Throughout the memoir, Weaver’s personal changes parallel America’s urbanization. His father had wanted to be a railroad engineer, but polio restrained him. By the time Will is old enough to join in the family deer hunts, his father’s dream of what-might-have-been has become an impossibility. Returning from the hunt, they come to the crossing. Weaver remembers how, “from habit, [my father] looked both ways down the tracks. I did, too, but we need not have. By that year, the trains had stopped running altogether” (69).

Weaver heads to college and falls in love with literature. His life becomes a tug-of-war between books and hunting, which is reflected in his writing. He may be the first person to deploy T.S. Eliot to describe mincemeat. He buries small treasures for the attentive reader, painting a blueberry pie “wine-dark,” an allusion to the color of Homer’s seas. He slyly nods to The Great Gatsby in his description of the homes on Big Sand Lake (124, 84).
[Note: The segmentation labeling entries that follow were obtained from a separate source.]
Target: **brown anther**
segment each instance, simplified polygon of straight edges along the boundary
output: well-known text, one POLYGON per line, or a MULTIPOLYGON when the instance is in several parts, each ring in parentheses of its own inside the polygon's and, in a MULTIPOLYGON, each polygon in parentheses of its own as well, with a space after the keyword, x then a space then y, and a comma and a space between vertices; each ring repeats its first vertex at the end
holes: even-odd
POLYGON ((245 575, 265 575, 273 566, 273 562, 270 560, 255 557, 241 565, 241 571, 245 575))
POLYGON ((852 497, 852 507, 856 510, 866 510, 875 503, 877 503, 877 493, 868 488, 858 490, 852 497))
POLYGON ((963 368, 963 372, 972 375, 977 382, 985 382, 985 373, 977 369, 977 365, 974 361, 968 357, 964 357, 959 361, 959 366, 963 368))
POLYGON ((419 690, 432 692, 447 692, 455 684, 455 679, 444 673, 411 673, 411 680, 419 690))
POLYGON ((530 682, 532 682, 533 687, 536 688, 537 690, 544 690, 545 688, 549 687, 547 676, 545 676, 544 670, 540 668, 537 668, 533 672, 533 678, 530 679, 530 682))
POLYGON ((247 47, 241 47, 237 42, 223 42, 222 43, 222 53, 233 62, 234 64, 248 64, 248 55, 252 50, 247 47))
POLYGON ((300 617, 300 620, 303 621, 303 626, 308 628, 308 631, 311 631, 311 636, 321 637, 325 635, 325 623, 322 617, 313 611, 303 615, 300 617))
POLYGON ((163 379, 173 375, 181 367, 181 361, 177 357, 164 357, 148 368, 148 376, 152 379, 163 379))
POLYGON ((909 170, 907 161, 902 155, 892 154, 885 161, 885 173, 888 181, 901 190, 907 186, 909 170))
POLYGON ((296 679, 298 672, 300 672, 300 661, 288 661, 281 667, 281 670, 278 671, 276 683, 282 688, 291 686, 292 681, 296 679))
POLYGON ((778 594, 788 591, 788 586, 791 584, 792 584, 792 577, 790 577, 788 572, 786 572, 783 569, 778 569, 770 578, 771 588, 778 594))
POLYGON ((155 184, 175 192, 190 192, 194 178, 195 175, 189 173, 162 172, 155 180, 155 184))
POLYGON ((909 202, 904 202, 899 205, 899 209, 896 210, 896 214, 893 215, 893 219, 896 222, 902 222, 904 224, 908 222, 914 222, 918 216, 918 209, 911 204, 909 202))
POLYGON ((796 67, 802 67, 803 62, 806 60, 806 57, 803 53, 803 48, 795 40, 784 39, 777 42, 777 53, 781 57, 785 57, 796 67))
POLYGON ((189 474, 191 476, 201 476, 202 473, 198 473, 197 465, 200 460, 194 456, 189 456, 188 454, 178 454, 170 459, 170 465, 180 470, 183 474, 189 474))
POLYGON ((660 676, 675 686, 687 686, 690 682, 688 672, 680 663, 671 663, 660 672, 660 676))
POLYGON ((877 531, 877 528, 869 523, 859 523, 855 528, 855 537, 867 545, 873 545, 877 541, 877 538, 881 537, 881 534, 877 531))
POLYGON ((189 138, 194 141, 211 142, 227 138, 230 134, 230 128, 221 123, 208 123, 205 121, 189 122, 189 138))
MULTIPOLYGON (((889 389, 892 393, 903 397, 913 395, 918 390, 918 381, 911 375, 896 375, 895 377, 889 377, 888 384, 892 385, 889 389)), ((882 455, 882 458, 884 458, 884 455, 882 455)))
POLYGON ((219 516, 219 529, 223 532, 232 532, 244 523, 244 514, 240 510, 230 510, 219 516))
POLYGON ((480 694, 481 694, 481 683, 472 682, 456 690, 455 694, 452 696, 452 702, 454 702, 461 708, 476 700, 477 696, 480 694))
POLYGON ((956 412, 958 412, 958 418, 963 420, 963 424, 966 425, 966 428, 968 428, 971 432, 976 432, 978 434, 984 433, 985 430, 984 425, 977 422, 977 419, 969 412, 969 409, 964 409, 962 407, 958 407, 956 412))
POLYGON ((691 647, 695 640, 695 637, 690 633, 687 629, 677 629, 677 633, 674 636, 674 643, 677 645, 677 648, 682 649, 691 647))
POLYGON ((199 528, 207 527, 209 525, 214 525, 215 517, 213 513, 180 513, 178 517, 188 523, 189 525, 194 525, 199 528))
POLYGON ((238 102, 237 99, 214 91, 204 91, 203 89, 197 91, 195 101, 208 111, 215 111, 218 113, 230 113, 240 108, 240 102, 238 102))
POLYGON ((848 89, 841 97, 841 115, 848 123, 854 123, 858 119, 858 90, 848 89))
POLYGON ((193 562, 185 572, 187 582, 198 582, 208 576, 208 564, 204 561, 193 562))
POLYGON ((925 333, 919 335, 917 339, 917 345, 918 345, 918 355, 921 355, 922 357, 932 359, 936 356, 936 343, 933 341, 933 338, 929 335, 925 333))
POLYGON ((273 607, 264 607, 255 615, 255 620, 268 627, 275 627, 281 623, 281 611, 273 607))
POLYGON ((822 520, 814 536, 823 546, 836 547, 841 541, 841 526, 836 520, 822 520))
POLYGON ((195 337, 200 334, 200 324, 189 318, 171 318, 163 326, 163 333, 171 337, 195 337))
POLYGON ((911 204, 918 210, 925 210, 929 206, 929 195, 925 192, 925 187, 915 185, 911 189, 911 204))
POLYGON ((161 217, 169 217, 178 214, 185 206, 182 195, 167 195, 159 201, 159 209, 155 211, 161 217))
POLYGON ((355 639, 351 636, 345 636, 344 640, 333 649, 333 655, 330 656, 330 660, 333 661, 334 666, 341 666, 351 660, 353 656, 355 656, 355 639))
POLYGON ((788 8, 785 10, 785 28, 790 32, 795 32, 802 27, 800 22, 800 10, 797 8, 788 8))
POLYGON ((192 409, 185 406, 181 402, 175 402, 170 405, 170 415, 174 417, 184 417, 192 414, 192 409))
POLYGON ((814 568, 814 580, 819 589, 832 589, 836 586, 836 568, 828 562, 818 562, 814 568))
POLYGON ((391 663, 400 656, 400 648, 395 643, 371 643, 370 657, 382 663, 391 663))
Unsurprisingly, then, he becomes a writer and an English professor. His children grow up as town kids in Bemidji and refuse to take up hunting, deflecting his hopes. His relatives grow old and the annual hunting party disintegrates. Still, he persists, and learns to find joy when his son, a vegetarian in Austin, Texas, willingly eats his wild game, or when his vacuum-sealed venison reaches his daughter in Manhattan. Times change. Minnesota farmers no longer share Hart-Parr grain threshers. But Weaver, at least, takes some small solace in “food from home,” which, shared, remains, in his words, “a ritual that binds and knits us together no matter on what coast or in what decade we have landed” (167).